Each line number attribute is attached to the instruction and there is no instruction at the line 8 for the performance, from Ruby 2.5 [Feature #14104].
I agree it is not good result.
Before Ruby 2.5, we inserted trace
instruction and this instruction has "line 8" attribute just before line 9.
However, the trace
instructions are almost nop and we removed it.
I wonder there is a good way to solve it.
Updated by enebo (Thomas Enebo) over 4 years ago
"Before Ruby 2.5, we inserted trace instruction and this instruction has "line 8" attribute just before line 9.
However, the trace instructions are almost nop and we removed it."
You mean that because you had two line instrs in a row with nothing between them you ended up eliminating it as unneeded work. We actually do a similar thing but I guess we somehow put an instr between line 8 and line 9 instr. Putting an instr between the two line instr which will be noop but somehow defeat that optimization maybe?

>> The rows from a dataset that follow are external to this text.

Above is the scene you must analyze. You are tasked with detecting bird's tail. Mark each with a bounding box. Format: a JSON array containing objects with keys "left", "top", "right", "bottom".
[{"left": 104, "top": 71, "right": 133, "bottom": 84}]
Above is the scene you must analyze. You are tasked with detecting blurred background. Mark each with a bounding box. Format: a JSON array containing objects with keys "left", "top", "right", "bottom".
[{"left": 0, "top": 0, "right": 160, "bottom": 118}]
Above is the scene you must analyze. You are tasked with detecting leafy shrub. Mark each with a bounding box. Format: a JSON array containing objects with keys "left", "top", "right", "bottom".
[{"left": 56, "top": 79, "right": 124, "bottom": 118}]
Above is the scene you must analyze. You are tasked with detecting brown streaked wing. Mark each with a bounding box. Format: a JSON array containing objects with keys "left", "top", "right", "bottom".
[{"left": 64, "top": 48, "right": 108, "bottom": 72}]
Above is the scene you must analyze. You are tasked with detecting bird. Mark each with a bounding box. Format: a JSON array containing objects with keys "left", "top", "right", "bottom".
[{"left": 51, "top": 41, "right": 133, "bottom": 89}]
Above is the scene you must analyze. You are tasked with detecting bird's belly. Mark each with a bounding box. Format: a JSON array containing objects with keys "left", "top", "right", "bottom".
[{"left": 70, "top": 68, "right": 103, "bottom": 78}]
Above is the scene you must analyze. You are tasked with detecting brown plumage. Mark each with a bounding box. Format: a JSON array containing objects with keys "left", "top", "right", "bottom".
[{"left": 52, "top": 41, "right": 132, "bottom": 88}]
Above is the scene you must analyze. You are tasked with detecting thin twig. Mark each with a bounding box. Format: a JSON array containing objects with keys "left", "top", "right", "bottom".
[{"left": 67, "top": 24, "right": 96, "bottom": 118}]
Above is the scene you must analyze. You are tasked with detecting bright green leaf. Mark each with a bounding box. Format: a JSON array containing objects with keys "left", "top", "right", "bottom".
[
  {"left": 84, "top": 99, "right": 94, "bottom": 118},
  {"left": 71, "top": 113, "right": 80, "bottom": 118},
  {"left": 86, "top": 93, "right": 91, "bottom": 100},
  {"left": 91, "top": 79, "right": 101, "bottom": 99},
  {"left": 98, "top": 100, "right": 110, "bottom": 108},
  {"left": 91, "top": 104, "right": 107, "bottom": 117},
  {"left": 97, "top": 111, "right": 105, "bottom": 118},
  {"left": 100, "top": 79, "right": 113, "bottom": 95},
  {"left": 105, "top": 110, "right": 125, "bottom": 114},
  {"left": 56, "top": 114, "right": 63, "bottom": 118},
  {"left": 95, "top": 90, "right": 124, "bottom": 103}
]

Updated by ko1 (Koichi Sasada) over 4 years ago
You mean that because you had two line instrs in a row with nothing between them you ended up eliminating it as unneeded work. We actually do a similar thing but I guess we somehow put an instr between line 8 and line 9 instr. Putting an instr between the two line instr which will be noop but somehow defeat that optimization maybe?
We changed the strategy: instead of inserting trace
instructions, but replace instructions with trace- prefix instructions if needed. Inserting nop (as old trace instruction) is one idea (which will be trace_nop insn if needed).